In The Man Who Turned Both Cheeks, Shad has his reasons to be wary about the arrival of his boss' attractive son, Joseph, who's visiting Largo Bay on business. For reasons that make Shad uneasy, Joseph may not be safe in this quiet fishing village: reasons rooted in the church and the fears of those who don't, it seems, know any better.Brought in by his father Eric to assess plans for a new hotel in the area, Joseph represents positive change, the likes of which might prompt real progress for many Largoites. Can Shad help his fellow villagers take stock of this, before Joseph's stay in the idyllic hamlet shudders to a messy conclusion?
In its glowing assessment of Royes' second novel, Kirkus Reviews signals out the author's talent at crafting a vivid, credible landscape, heralding her as "brilliant in bringing Jamaican sun and sea, people and places to life." The Caribbean reader can rest easy: this is no pithy, lacklustre novel of tourist-postcard ambience.To be sure, some of the principal characters do a bit of cavorting on beaches, but there's much more teeming beneath the glossy surface in these revealed pockets and corridors of Jamaican society. Royes draws it forth bravely and without flinching: the tempered xenophobia, the perilous notions regarding maleness, the criminality, and the hyper-violent sensuality that manifests itself in distressing headlines.
Easy as it might be to pigeonhole this charismatic island romp as airplane or poolside fiction, the author pulls no punches when it comes to documenting what matters. Shad Myers' Jamaica is an island of brutal, bewildering contrasts.In these pages, people persecute each other for invented crimes by morning, and wine down low to sweet music by night. The duality is as seductive as it is dangerous, Royes seems to be suggesting–and it is eminently worth writing about.
Charming drama-lite mystery sagas depend heavily on how their leading lady or gentleman is perceived: on that detective's shoulders rests the challenging burden of prolonged likeability. How, then, does Shad bear out as a quasi-Sherlockian figure for whom the reader can cast her ballot, book by book? Comfortingly, in Royes' hands, Shad is a pleasure to read. This is a fella from whose tongue ole talk seems as natural as an evening breeze.His character is imbued with great dancing moves, a skill set that favours the finest rum punch, a father's devoted embrace: all the attributes of a grand heart, and then some. It's doubly reassuring to see the tiny, irksome ways in which he's screwed up. His past is no pure slate, and this colours his heroism as something the reader can relate to; he is simultaneously unpedestalled and a pleasure to know.

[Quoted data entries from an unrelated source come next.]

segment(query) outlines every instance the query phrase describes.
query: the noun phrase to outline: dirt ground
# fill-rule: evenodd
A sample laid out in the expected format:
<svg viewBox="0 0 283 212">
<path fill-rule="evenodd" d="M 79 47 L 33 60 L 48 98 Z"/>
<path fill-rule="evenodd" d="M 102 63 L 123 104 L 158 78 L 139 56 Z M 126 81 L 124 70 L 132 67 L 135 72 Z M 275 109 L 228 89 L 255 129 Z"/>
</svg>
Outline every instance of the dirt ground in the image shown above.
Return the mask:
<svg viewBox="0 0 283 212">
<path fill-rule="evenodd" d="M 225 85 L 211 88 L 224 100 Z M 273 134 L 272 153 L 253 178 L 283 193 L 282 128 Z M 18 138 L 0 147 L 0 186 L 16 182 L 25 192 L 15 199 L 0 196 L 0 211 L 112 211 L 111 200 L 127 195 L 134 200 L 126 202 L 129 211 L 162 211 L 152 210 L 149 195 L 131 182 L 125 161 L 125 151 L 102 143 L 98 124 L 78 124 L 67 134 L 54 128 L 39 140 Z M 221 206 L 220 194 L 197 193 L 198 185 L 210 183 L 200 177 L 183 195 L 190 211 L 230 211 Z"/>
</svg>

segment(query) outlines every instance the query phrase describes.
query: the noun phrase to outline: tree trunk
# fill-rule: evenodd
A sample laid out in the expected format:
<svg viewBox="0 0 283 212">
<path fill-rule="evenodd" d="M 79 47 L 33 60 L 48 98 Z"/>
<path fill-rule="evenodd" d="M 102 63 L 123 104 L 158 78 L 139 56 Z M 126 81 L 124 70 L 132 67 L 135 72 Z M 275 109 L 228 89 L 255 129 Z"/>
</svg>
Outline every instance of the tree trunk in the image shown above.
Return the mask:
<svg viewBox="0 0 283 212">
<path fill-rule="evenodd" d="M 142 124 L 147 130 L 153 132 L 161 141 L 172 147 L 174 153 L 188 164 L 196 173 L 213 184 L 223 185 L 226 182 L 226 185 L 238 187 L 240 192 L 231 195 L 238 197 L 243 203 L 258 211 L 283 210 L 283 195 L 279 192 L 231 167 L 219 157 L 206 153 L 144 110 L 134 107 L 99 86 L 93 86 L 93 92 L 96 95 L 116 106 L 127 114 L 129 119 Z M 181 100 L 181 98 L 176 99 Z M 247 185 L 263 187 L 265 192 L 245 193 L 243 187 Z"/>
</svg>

Shad isn't the only one who feels familiar in the cast of the novel's major and minor players. Joseph is drawn with equal parts allure and reticence, developed as the ideal mysterious man with something rattling in his closet. His father, Eric, is primed for nostalgic wonderings and mildly self-deprecating humour, while the beautiful, achingly insecure Janna carries emotional baggage well beyond her 23 years.Royes' characterisation is consistently deft, well-managed: these people feel real in the very best way.Not a novel for the pretentiously highbrow, The Man Who Turned Both Cheeks confirms the fact that you can write about serious things in a non-stifling way, that deep issues can be brought to light with grace, candour and a hearty swig of rum punch.